首先,是对群众的发动和对志愿者的挑选方面。当我在比勒陀利亚征召志愿者时,曾有一位名叫莫克的中年人向我建议,应最大限度地动员群众来加入这场“蔑视运动”。他很认真地告诉我,要想打破种族隔离这部机器,正确的办法是将我们能得到的任何东西——沙子、破烂、石头等统统丢进这部机器的轴承、轮子和所有机器零件里,使它不能运转。
其次,我对西苏鲁等人坚持志愿者队伍应该少而精的看法不以为然,我认为人多力量大,只有让成千上万的志愿者挤满警察署、法庭和监狱,才能使政府的整个功能停止运转。遗憾的是,我和其他人没有接受西苏鲁的建议并驳斥了他的这一建议,从而使很多有可能成为志愿者的人没有机会加入这场运动。
而另一方面,由于对参加非洲人国民大会的人审查不够严格,致使一些破坏分子、分裂分子甚至奸细和警察都混入到国民大会内部来了。

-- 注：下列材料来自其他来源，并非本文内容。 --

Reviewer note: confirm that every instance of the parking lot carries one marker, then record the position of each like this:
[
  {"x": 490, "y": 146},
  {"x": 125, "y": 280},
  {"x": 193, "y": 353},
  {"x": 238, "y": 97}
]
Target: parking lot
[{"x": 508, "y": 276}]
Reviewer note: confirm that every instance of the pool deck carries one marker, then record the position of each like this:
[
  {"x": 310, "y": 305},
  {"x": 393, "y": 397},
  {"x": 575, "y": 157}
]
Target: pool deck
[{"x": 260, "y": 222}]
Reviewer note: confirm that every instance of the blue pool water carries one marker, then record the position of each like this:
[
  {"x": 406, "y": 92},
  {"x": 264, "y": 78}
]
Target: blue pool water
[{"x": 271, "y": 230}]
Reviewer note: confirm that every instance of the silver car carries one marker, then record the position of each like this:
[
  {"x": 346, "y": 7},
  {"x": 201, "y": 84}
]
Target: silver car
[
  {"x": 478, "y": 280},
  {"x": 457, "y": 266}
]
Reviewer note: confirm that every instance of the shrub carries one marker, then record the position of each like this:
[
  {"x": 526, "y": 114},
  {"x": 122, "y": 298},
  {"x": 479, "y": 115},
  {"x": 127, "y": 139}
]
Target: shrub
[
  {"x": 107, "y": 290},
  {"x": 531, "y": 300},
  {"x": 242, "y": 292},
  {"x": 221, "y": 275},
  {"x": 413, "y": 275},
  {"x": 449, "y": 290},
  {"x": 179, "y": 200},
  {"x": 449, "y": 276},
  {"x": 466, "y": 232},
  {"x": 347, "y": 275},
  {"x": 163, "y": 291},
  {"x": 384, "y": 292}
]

一个曾在全国总部工作过的非洲人国民大会成员原来是警察局派来的内奸。在约翰内斯堡对我们这些组织者进行的审判中,他站出来为政府一方作证,这使我们陷入极为不利的局面。
政府的黑名单
“蔑视运动”被迫中止了,但曼德拉等人没有停止脚步,收拾行囊,打点包袱,在布满荆棘的道路上继续前进。
“蔑视运动”结束之后,非洲人国民大会的领导们和组织者对这次运动进行了总结。总结会过后,大会进行了重新选举,在这次选举中,艾伯特·卢图利当选为主席,曼德拉当选为副主席,全面负责德兰士瓦省的工作,接替刚刚被政府宣布了禁令的马克斯。
这个职位非常重要,人们对曼德拉的领导能力期望很高。他的好朋友奥利弗在大会上极力推荐他,是因为他能力突出,组织和领导能力都很强。更为难得的是,他还向人们提供了向政府表达自己愤怒的手段,从这个意义上来说,他激励了人民的觉醒。
艾伯特·卢图利原来是一名牧师,后来当了17年的酋长,与部落的百姓关系很不错。他还是一名虔诚的基督教徒。他当选后的第一件事就是访问伊丽莎白港,在那里,3.5万人列队欢迎他的到来。
由此可见,他的个人魅力是多么出色。
恰恰在此时,马兰政府发出管制禁令,禁止包括艾伯特、曼德拉在内的52名“蔑视运动”的组织者和领导者12个月内参加公众集会,并不准访问德班、约翰内斯堡、开普敦、伊丽莎白港和一些中心地区。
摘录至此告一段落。